В этот самый драматический момент моего конца сделаем маленькую паузу, во время которой я буду иметь возможность признаться, что не знаю, чем объяснить внезапное бегство Якова. Или по-другому: я не облегчаю себе задачи и просто говорю: у меня он хочет убежать и точка, я в состоянии назвать несколько причин, каждую из которых считаю вероятной. Я только не знаю, на какой именно должен остановиться. Например, Яков окончательно потерял надежду на то, что гетто будет освобождено, пока там находятся евреи, и потому хочет спасти свою жизнь. Или он бежит от своих, от их враждебности и преследований, от их требовательного желания получать информацию — попытка спрятаться в безопасное место от радио и его последствий. Или третья причина, наиболее достойная Якова, — у него дерзкое намерение вернуться на следующую ночь в гетто, он хочет только раздобыть достоверные сведения, которые сможет потом распространять от имени своего радио.

Таковы важнейшие причины, и ни одной не следует пренебрегать, приходится признаться только, что я не могу решиться, какой из них объяснить действия Якова, пусть каждый выберет себе ту, которую, по своему собственному опыту, считает наиболее вероятной; может быть, кому-нибудь даже придет в голову более правдоподобное объяснение. Я прошу только принять во внимание, что большинство важных вещей, которые когда-либо случались, происходили не по одной, а по нескольким причинам.

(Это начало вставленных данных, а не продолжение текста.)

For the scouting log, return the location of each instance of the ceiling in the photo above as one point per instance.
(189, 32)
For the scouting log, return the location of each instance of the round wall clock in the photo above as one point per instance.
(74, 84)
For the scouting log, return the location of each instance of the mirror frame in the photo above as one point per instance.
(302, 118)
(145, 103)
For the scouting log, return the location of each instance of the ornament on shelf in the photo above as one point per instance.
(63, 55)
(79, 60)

Под защитой облака Яков добирается незамеченным до колючей проволоки. Он ложится, плотно прижимаясь к земле, план у него простой — пролезть под заграждением. Что, конечно, легче задумать, чем проделать, самая нижняя из многих проволок находится всего в десяти сантиметрах над землей, но Яков и не ожидал другого, поэтому он предусмотрительно прихватил кусачки. Теперь он пустил их в ход и ловко обрабатывает проволоку, которая не в состоянии им долго сопротивляться, она рвется скорее, чем он ожидал. Но шум — ведь она была туго натянута, — это отвратительное протяжное пронзительное пение, Якову кажется, оно может поднять с кровати весь город. Он затаил дыхание и со страхом прислушивается, но все спокойно, только стало немножко светлее, потому что нет такого облака, что вечно стояло бы на месте и закрывало луну. Следующая проволока на десять сантиметров выше, значит, в двадцати сантиметрах над землей. Яков соображает, что пролезть под ней небезопасно для одежды и тела, он хотя и страшно похудел по сравнению с прошлым, но все же взрослый человек. С другой стороны, он не хочет еще раз рисковать тишиной, ведь вторая проволока зазвенит точно так же, нисколько не тише, чем первая, а третьего пути ни с какой стороны не видно, сколько ни ищи.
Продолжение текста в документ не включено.